Quant à la population, elle se trouve bien embarrassée car les outils même de l'opposition lui sont ôtés (la CIA ne fait jamais l'objet d'enquête, on ne remet pas en cause les agressions militaires américaines, les tortures, les entorses au droit international...). Pire, elle est endoctrinée pour le compte du capital par la désignation de nouveaux ennemis depuis que le "danger soviétique" a disparu. Saddam Hussein, qui malgré le soutien des occidentaux, n'a pu vaincre l'Iran dans les années 80 se retrouve propulsé ennemi public numéro 1 capable de réduire en poussière l'armée américaine. En cela, la propagande menée était tout à fait en accord avec le modèle lancé par le président Wilson pour l'entrée en guerre des Etats-Unis contre l'Allemagne en 1916.

Aujourd'hui, les perspectives sont sombres car tout laisse à penser que la concentration oligarchique des médias de communication va se poursuivre, à l'échelle mondiale. Son objectif restera le même : divertir la population pour vendre, endormir ses velléités de participation politique et en faire préférablement des spectateurs, lui servir non pas ce qu'elle demande mais ce qu'on lui aura appris à demander. La falsification de l'histoire (enseignement de la guerre du Vietnam), le jeu d'accusation de compromission des journalistes par les conservateurs pour leur permettre de revendiquer une apparence d'indépendance, le silence sur les actions immorales, contraire au droit international ou dénoncés chez les autres Etats, ou encore la désignation de nouveaux ennemis mortels feront partie de cette politique.

La solution pour sortir de ce système serait l'établissement de médias démocratiques serait le partage de financement entre le milieu des affaires et de l'Etat, la promotion d'un espace publique non lucratif, non commercial et non lié aux intérêts de l'Etat, financé par un impôt sur la publicité lucrative et la location des canaux de fréquences de diffusion, ou encore l'interdiction pour une société de posséder plus d'un média. Des organismes de luttes se forment. Cependant, le chemin est encore lointain et la concentration des médias annoncée par l'avènement d'internet (nous sommes en 2000) continuera sans doute encore pour de longues années.

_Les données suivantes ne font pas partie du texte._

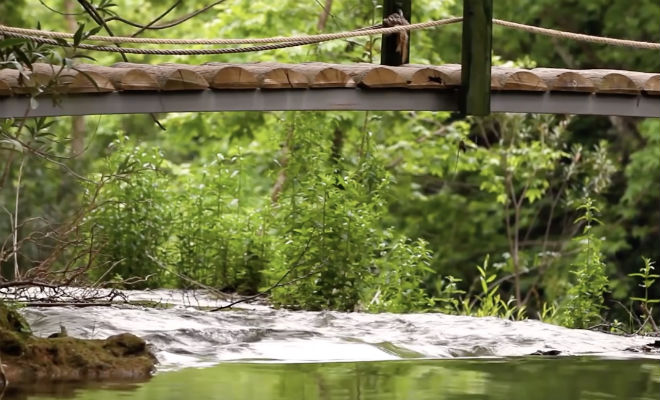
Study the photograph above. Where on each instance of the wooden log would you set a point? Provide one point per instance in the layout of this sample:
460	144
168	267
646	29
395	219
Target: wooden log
5	89
273	75
27	83
395	48
516	79
373	76
170	77
565	80
649	83
612	81
228	76
476	57
322	75
652	85
71	80
126	79
423	77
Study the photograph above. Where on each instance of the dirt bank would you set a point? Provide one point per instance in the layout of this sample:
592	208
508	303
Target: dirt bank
59	358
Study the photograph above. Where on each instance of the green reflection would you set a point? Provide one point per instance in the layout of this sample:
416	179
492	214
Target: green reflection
538	378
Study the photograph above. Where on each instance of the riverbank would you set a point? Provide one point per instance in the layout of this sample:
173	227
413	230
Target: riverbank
28	358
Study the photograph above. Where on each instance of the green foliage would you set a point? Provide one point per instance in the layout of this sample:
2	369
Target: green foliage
395	286
377	211
584	302
647	279
133	218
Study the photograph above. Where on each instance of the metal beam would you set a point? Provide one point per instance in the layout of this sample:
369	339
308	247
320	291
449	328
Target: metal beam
390	99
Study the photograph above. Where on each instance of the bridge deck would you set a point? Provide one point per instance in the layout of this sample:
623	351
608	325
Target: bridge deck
139	88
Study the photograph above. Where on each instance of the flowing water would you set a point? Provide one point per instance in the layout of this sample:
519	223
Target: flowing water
256	352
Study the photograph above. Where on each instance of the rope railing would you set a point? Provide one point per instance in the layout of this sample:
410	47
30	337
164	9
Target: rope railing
270	43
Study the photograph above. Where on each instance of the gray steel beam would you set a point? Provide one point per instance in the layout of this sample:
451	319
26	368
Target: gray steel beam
326	99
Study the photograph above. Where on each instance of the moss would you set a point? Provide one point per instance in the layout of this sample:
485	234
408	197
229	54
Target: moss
11	320
31	359
11	343
122	356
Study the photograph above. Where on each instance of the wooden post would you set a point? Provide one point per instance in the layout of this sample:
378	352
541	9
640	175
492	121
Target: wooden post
476	57
391	51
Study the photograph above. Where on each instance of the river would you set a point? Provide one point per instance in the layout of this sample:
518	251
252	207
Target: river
258	352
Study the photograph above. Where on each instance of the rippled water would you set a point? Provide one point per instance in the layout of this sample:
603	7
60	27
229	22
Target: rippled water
184	336
278	354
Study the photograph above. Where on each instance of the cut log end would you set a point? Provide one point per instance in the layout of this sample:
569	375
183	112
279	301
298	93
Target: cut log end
279	78
234	78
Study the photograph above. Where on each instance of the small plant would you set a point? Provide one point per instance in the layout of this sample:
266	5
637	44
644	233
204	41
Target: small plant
647	279
584	301
489	303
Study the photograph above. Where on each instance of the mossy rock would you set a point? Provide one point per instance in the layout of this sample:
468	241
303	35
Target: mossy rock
12	321
11	343
67	359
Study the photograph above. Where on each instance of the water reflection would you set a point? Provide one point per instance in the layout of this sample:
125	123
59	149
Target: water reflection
568	378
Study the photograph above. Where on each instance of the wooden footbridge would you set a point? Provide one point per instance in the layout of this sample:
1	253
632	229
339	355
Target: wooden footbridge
475	88
136	88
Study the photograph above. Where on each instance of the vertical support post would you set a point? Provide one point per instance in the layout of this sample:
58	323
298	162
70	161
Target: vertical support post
395	49
476	57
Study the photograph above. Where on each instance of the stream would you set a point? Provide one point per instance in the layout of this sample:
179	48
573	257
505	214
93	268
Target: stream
255	351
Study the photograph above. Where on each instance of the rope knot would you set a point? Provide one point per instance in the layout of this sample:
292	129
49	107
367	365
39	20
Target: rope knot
396	19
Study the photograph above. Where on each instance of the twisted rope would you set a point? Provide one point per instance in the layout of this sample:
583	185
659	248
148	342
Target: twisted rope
278	42
578	36
8	30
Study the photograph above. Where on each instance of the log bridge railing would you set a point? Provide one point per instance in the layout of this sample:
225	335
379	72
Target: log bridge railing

Il est amusant de noter qu'en 2000 les auteurs ne prévoient pas un déploiement "large bande" d'internet à l'échelle mondiale avant 2050 et que les citation des patrons de groupes de communication ne l'envisagent pas comme un système concurrentiel. Par ailleurs, ces réflexions pamphlétaires, si elles touchent, manquent certainement, pour la partie de Chomsky, de références et de précisions (certaines phrases sont mêmes inscrites en discours direct libre si bien qu'on ne sait plus qui parle). Mais il ne faut sans doute pas remettre en cause leur validité du fait qu'on les retrouve (plus posément établies) chez Eric Vigne (Le livre et l'édition), Umberto Eco dans son essai sur Superman (http://www.persee.fr/doc/comm_0588-8018_1976_num_24_1_1364) ou, en littérature Chloé Delaume (j'habite dans la télévision, les sorcières de la République), Emmanuelle Pireyre (Féérie générale), et, du point de vue de la philosophie politique européenne, chez Jean-Luc Ferry (l'Etat Européen) ou Jürgen Habermas (par ailleurs cité dans l'essai). le pamphlet permet aussi de comprendre pour partie une dérive "populiste" que l'on ne cesse de révéler dans l'espace public français (et européen).